Alexandre Pereira Vaz Da Silva | Nossa Senhora Do Socorro - SE #1
É incrível como há lideranças cada vez mais comprometidas com o poder corrupto do mundo. São fundamentalistas de fachadas só para se manterem no poder e apregoar que defendem a fé evangélica. Cristo está cada vez mais distante por sermos um povo que fala muito e faz muito pouco. O caráter já não tão importante em detrimento de se dizer que ninguém é perfeito, por traz disso está o fato de que ninguém que se comprometer com os valores do Reino, que é o renunciar a si mesmo. O pior é que a maioria gosta disso. A igreja evangélica brasileira está enferma é preciso reconhecer para sermos curados.
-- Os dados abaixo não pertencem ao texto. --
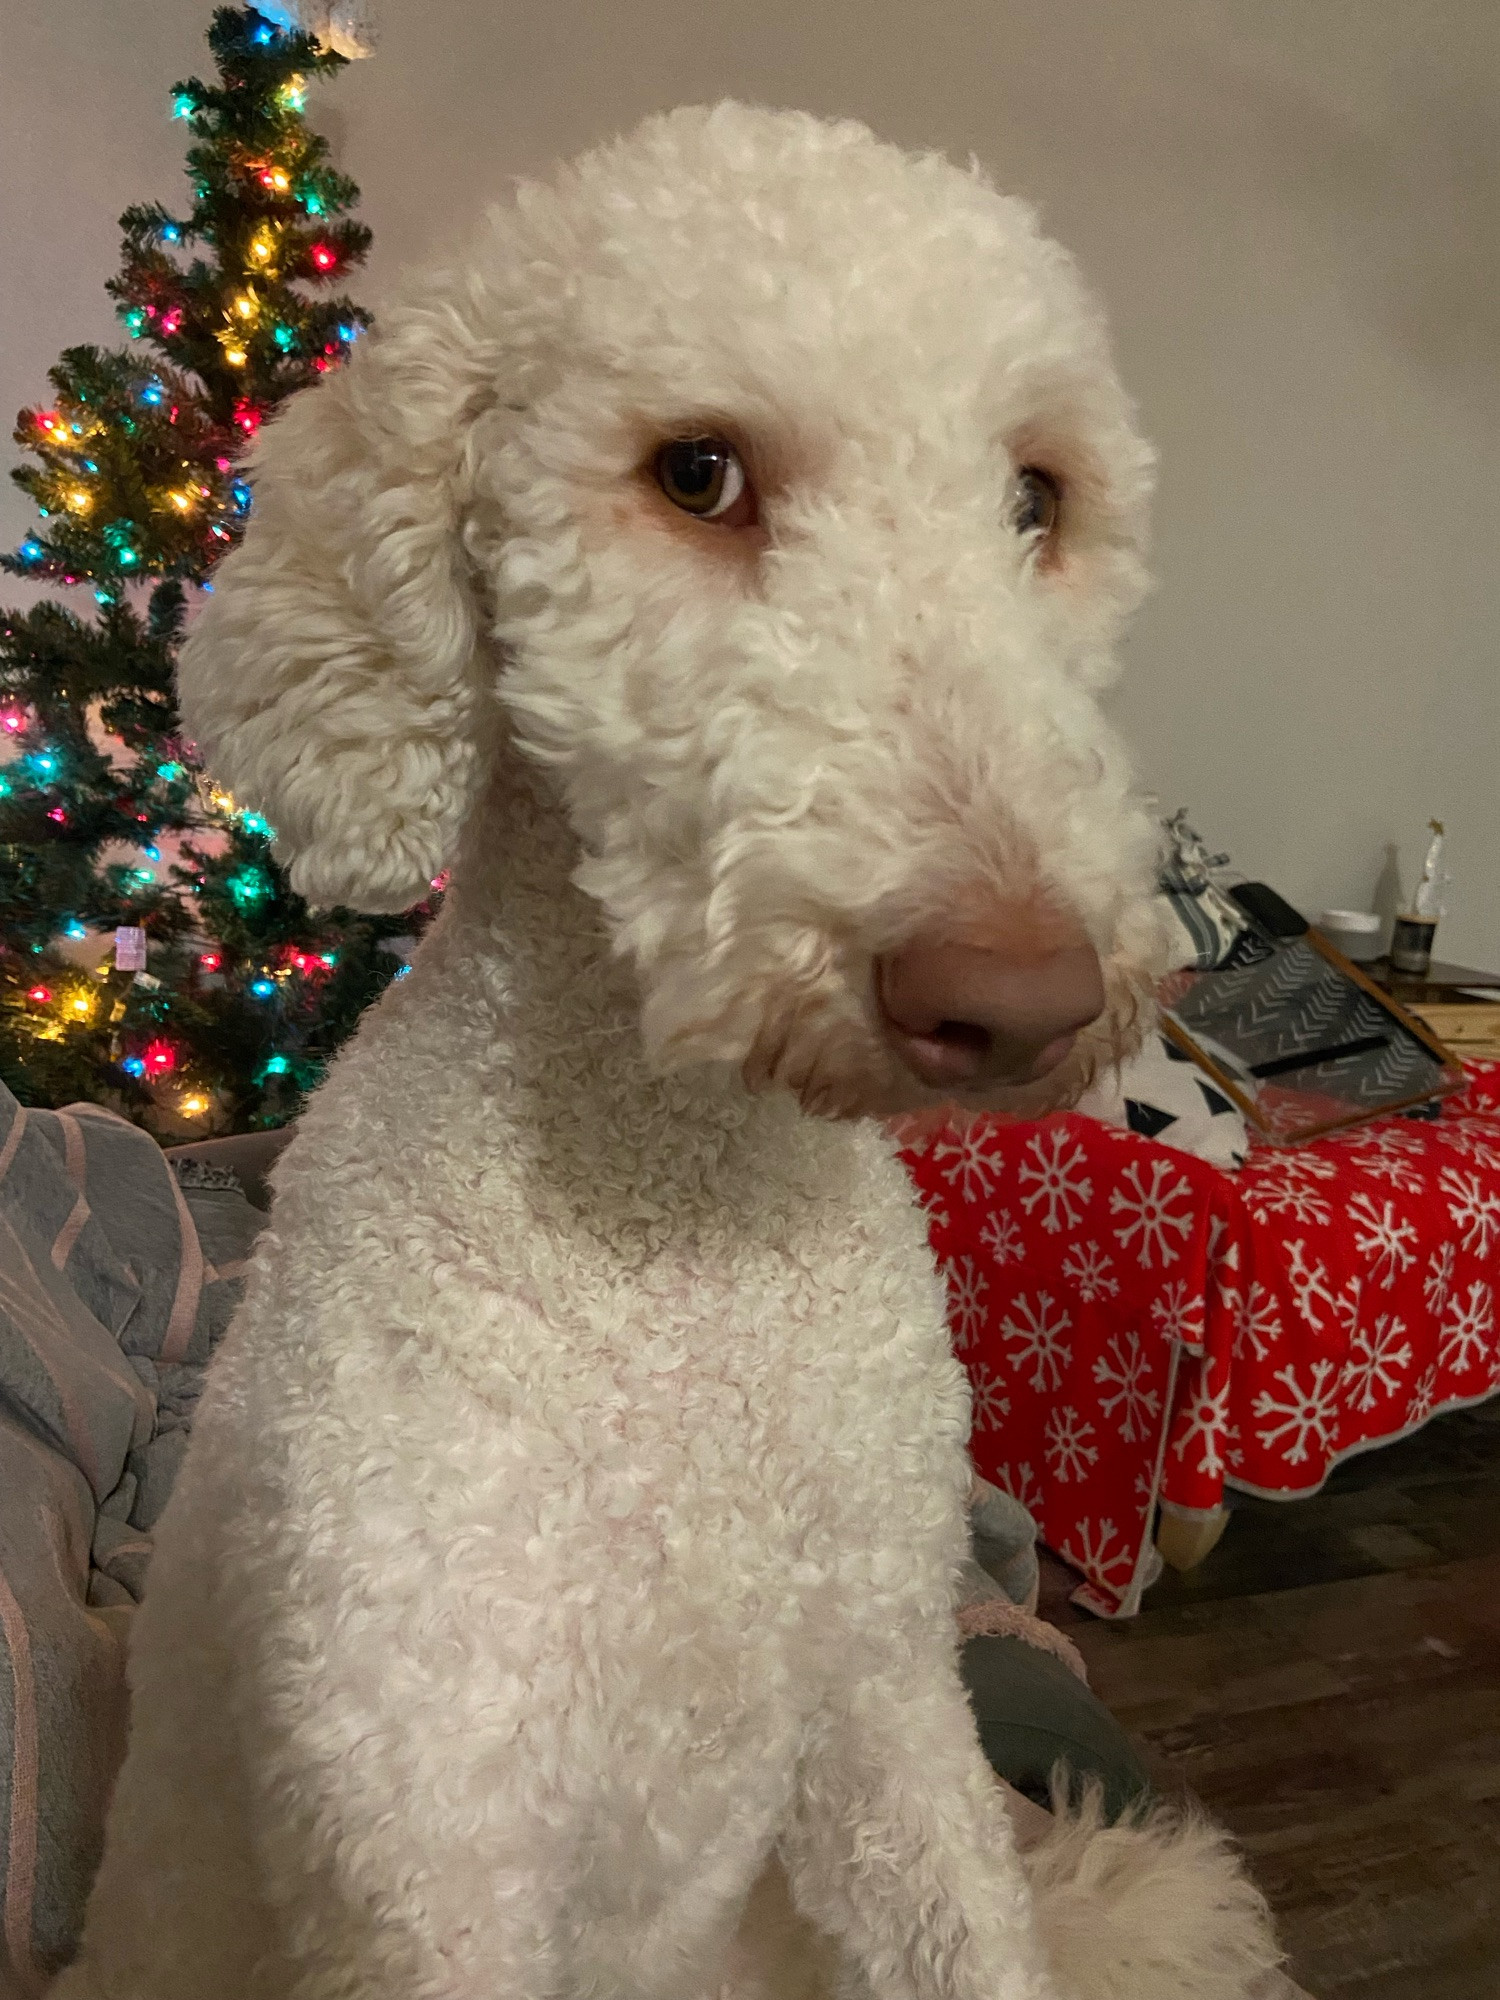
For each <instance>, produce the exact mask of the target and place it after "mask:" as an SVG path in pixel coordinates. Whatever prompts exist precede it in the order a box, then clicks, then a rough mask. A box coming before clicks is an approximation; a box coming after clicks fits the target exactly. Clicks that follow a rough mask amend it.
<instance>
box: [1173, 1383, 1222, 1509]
mask: <svg viewBox="0 0 1500 2000" xmlns="http://www.w3.org/2000/svg"><path fill="white" fill-rule="evenodd" d="M1212 1374H1214V1362H1208V1366H1206V1368H1204V1370H1202V1374H1200V1378H1198V1384H1196V1386H1194V1390H1192V1394H1190V1396H1188V1398H1186V1402H1184V1404H1182V1414H1184V1416H1186V1420H1188V1422H1186V1426H1184V1430H1182V1434H1180V1436H1178V1440H1176V1442H1174V1446H1172V1450H1174V1452H1176V1456H1178V1458H1182V1460H1186V1454H1188V1448H1190V1446H1192V1442H1194V1440H1196V1438H1200V1440H1202V1452H1200V1456H1198V1464H1196V1466H1194V1472H1202V1474H1204V1476H1206V1478H1210V1480H1216V1478H1218V1476H1220V1474H1222V1472H1224V1444H1226V1442H1228V1430H1230V1372H1228V1368H1226V1370H1224V1386H1222V1388H1216V1390H1210V1386H1208V1384H1210V1378H1212Z"/></svg>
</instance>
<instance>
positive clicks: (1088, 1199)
mask: <svg viewBox="0 0 1500 2000" xmlns="http://www.w3.org/2000/svg"><path fill="white" fill-rule="evenodd" d="M1026 1152H1028V1154H1032V1158H1034V1160H1036V1166H1028V1164H1026V1162H1024V1160H1022V1166H1020V1178H1022V1184H1024V1186H1032V1188H1034V1190H1036V1192H1034V1194H1022V1198H1020V1206H1022V1208H1024V1210H1026V1214H1028V1216H1030V1214H1036V1210H1038V1208H1040V1206H1042V1204H1046V1214H1044V1216H1042V1228H1044V1230H1046V1232H1048V1236H1056V1234H1058V1230H1062V1228H1070V1230H1072V1228H1078V1222H1080V1220H1082V1214H1084V1208H1086V1206H1088V1202H1090V1198H1092V1194H1094V1182H1092V1180H1088V1176H1086V1174H1080V1172H1078V1168H1080V1166H1084V1162H1086V1160H1088V1154H1086V1152H1084V1148H1082V1146H1080V1144H1078V1140H1076V1138H1072V1136H1070V1134H1068V1132H1066V1130H1064V1128H1062V1126H1052V1128H1050V1130H1046V1132H1038V1134H1036V1136H1034V1138H1032V1140H1028V1144H1026Z"/></svg>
Postado em 21/08/2009 às 22:17:08
 
Julio Cezar Zardini Amorim | Colatina - ES #2
Parabéns , pastor Derval, este quadro mostra que precisamos urgentemente retornar ao atendimento um por um, ovelha a ovelha, discipulando agentes transformados e transformadores de uma sociedade decaída, sem a massificação neurótica evangélica, que alimenta um exército de famintos sem causa, mortos em seus delitos e pecados, sem o conhecimento da graça, mas alvo dela ainda que seja um perfume para a morte. Aos eleitos de Deus, digo: não se impressione, sempre avante, a Palavra da Verdade está introjetada e em atividade, ainda que voces não vejam ou sintam.
Postado em 22/08/2009 às 20:47:50
 
Fernando Pedro Marinho Repinaldo | Vitória - ES #3
Querido Pastor Derval,parabenizo-lhe pela inspirada reflexão e clara exposição sobre em que se transformou o "cristianismo" nos dias atuais. Infelizmente a maioria do "povo" que se diz "evangélico" pensam e agem na forma criticada. Prevalece um cinismo velado em nossas instituições. Congresso Nacional e Igreja cada vez se assemelham mais e se confudem no processo simbiótico que experimentam. Evangélico, hoje, é um adjetivo que me envergonha e constrange. O meu ideal cristão sucumbe na Igreja atual. Um forte abraço e que Deus continue te iluminando a escrever bons textos.